Summer Bruschetta


RECIPE:  Crostini with Heirloom Tomato Bruschetta

For Crostini:
-1 Wildflour Baguette ( great use for day old bread!)
-Extra virgin olive oil
-1 whole peeled garlic clove, sliced in half

Preheat oven to 425 F.
Slice the bread into 1/2 inch thick slices, at an angle to create longer slices.  Brush the tops of each slice of bread with olive oil, and rub the tops with clove to add a light garlic flavor.
Place onto broiler pan, or metal baking sheet.  Place in oven for 8-10 minutes, or until bread is lightly browned.
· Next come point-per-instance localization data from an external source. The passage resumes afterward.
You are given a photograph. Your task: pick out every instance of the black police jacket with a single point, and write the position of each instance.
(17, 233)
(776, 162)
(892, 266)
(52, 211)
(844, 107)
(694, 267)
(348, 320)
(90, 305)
While the bread is baking prepare the bruschetta.

For Bruschetta:
-2 cups mixed color tomatoes, cherry if available
-6-8 large basil leaves
-1 garlic clove, minced ( use the clove leftover from preparing the bread)
-2 Tbsp. Extra Virgin Olive oil
-pinch sea salt
optional - pinch of red pepper flakes

Cut the tomatoes into 1/4 inch pieces.  If the tomatoes are very wet or contain lots of seeds, place cut tomatoes in a colander and drain excess liquid and seeds.  Cut the basil into very thin strips ( chiffonade).  Place the tomatoes in a glass or ceramic bowl.  Add the garlic, basil, olive oil and sea salt to taste.  Stir to combine.  The Bruschetta can be prepared in advance and refrigerated up to one day in advance, but is best served at room temperature.

Arrange the crostini around the edges of a plate and place the Bruschetta in a small bowl in the center of the plate.  Spoon Bruschetta over warm crostini and enjoy!  Pair with your favorite summer wine for an easy and elegant appetizer!